Quand retrouverons-nous les bancs d’université?

«Le cheminement universitaire se trouve réduit à une progression solitaire et robotique, démunie d’échanges d’idées», pensent les signataires.
Photo: Getty Images / iStockphoto «Le cheminement universitaire se trouve réduit à une progression solitaire et robotique, démunie d’échanges d’idées», pensent les signataires.

Comme la plupart des jeunes de notre entourage, nous constatons la gravité de la crise sanitaire que nous traversons. Néanmoins, nous jugeons important de partager les conséquences du maintien des cours universitaires à distance pour les étudiantes et les étudiants. Nous faisons la promotion de l’apprentissage multimodal, qui permet de choisir d’assister aux cours en ligne ou en personne. Celui-ci devrait était adopté à grande échelle par les universités, dans le respect des mesures de la Santé publique. Il rehausserait la qualité de notre apprentissage et améliorerait la valeur de nos diplômes mais surtout, il nous permettrait de conserver une bonne santé mentale au travers de ces temps difficiles.

L’Université de Montréal a annoncé il y a quelques jours que le trimestre d’hiver 2021 se fera « essentiellement à distance ». L’Université McGill, l’Université du Québec à Montréal, ainsi que l’Université Laval lui ont emboîté le pas. Nous sommes frappés de découragement. Devrons-nous apprendre à distance, possiblement pendant plusieurs sessions encore, dans l’attente d’un vaccin ? Notre motivation à poursuivre nos études universitaires fléchit. Les lecteurs et lectrices doivent saisir les limites de l’enseignement virtuel ainsi que les conditions d’apprentissage et de vie difficiles et inéquitables qu’il nous impose.

Les technologies qui nous permettent d’apprendre derrière nos écrans peuvent d’abord sembler attrayantes.

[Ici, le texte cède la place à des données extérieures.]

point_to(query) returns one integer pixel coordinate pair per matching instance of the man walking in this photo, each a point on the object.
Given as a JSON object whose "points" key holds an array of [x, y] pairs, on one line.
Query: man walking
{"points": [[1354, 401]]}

Notre expérience nous indique qu’il s’agit plutôt d’une pâle imitation de l’encadrement direct et du contact stimulant qu’assure une présence en classe. Le cheminement universitaire se trouve réduit à une progression solitaire et robotique, démunie d’échanges d’idées. Plus qu’obtenir un diplôme, nous souhaitons développer les connaissances théoriques et les compétences professionnelles dont nous aurons besoin pour faire face au lendemain de la pandémie. Si nous avons été impressionnés par la rapidité avec laquelle les universités ont fait volte-face en mars dernier en adoptant l’enseignement virtuel, nous sommes maintenant angoissés à l’idée qu’elles semblent s’y être résignées.

Nous nous retrouvons seuls dans nos chambres, les yeux rivés sur nos écrans. Une enquête de l’Université de Sherbrooke menée en septembre 2020 révèle que, parmi une population québécoise affligée par l’anxiété et la dépression, ce sont les adultes de 18 à 24 ans qui en souffrent le plus (37 %). Nous ne pouvons plus compter sur une communauté universitaire pour nous épauler en cas de détresse. Les services d’aide psychologique des universités, désormais en ligne, ont perdu en chaleur et en humanité. On ne commence qu’à entrevoir l’effet de l’isolement sur la santé mentale déjà fragile des étudiants.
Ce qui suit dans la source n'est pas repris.